Hi folks. I am building a proof-of-concept using Temporal. At $employer, we have a need to write (peak) ~100 messages/s to a datastore asynchronously with retries. Typically, we would put this into RabbitMQ and have a worker consume it, then hand-roll retries, alerting, tracing, etc.,
At a high level, some of the options I can think of are:
Start a new workflow for each distinct business entity. Clients signals workflows for based on the business entity in each message. (EDITED)
Create a pool of workflows that read from another queue (RabbitMQ). Each workflow read a message from the queue, does a write to a remote DB reliably, then ContinueAsNew to pick up the next message.
A long running workflow that receives messages as signals and execute write activities. I suspect this needs to ContinueAsNew after a while to prune history size.
I think you can avoid rabbit, as temporal internally has queues and gurantees that signals will be procssed in the order they arrive.
Your workflow could be as simple as receiving a signal (it gets queues automatically) and having an activity to write stuff to database ( with necessary retry options).
Hi Madhu. Option 1 and 3 are similar to the moneybatch example. The difference between 1 and 3 is that…
With option 1, one would create one workflow execution per account (i.e., the business entity). With option 3, one would create a single workflow execution for all accounts. With option 1, you create more workflow executions but each execution receives little (or zero) signals. With option 3, you create a single workflow execution across all accounts which receives around 100 signals per second.
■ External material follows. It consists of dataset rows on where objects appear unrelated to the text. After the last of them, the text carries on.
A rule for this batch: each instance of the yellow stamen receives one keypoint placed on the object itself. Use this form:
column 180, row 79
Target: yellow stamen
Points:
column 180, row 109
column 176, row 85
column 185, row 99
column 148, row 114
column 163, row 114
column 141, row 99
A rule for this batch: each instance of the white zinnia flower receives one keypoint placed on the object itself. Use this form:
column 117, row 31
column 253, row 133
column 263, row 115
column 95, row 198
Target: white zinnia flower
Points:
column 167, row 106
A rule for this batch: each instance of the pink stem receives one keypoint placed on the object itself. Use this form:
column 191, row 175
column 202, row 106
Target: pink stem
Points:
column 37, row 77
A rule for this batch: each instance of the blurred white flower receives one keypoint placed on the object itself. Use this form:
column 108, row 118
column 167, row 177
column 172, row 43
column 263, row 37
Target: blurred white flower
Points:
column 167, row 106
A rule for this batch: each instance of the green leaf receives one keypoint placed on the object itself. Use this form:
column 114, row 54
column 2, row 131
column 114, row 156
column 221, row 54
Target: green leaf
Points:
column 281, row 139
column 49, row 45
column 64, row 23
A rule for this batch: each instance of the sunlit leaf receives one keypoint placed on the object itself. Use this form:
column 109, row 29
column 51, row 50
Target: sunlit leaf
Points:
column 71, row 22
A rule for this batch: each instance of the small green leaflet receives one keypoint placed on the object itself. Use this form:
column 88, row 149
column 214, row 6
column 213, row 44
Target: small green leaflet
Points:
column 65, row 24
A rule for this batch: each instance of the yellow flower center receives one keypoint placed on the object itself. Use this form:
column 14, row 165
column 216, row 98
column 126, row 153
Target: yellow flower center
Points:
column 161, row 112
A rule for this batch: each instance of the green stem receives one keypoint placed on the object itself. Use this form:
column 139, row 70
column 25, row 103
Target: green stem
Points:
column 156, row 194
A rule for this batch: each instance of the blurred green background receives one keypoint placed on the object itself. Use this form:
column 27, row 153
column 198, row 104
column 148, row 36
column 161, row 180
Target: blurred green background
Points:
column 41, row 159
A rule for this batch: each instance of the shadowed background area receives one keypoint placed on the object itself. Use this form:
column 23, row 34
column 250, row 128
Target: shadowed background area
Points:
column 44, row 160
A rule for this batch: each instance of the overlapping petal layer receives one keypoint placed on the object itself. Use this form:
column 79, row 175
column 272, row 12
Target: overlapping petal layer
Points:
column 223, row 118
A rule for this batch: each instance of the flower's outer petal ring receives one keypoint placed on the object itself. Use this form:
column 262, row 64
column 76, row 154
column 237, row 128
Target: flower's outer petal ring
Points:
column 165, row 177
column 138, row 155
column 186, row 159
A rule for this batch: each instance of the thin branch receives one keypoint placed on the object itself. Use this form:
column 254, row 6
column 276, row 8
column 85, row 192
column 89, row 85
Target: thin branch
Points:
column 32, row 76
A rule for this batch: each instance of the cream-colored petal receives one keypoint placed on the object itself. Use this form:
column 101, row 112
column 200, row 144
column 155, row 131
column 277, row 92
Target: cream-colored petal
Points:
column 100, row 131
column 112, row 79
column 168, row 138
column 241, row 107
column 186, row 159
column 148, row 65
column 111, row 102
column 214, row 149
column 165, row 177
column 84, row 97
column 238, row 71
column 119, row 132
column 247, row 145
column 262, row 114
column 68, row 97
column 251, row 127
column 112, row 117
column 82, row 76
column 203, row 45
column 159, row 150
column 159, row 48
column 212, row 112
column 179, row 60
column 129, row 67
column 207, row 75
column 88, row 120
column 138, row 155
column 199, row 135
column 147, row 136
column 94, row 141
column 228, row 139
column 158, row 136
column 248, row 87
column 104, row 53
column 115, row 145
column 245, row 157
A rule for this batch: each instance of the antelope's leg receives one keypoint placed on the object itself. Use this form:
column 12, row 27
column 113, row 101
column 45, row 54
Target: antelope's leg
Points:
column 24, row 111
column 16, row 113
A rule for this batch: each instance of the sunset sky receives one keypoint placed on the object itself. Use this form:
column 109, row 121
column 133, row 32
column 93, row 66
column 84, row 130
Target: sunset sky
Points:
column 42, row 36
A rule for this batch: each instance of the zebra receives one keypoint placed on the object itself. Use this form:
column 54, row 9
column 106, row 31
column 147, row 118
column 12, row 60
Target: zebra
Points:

I’m not sure what value Temporal gives you (despite exponential unlimited retries) over RabbitMQ for a single activity workflow. Temporal shines when you need some additional capabilities besides executing a single activity per workflow.
Have you looked at your business process end to end? What is the component that publishes to queue/starts workflows? Can it be part of the overall workflow?
That’s good insight. The overall business process is routing SMS messages. I am not entirely familiar with all the components. Based on what I know, there are a few steps:
Cleansing, enriching, and transforming the input
Choosing a SMS router
Call the router’s delivery API
Receive possible delivery report
– Forward a copy of the delivery report to the SMS sender
Receive possible response (e.g., stop sending SMS to this number)
– Record response in datastore
The entire flow may be modeled in Temporal. Each execution has a relatively short lifetime with few events, but there can be a lot of executions.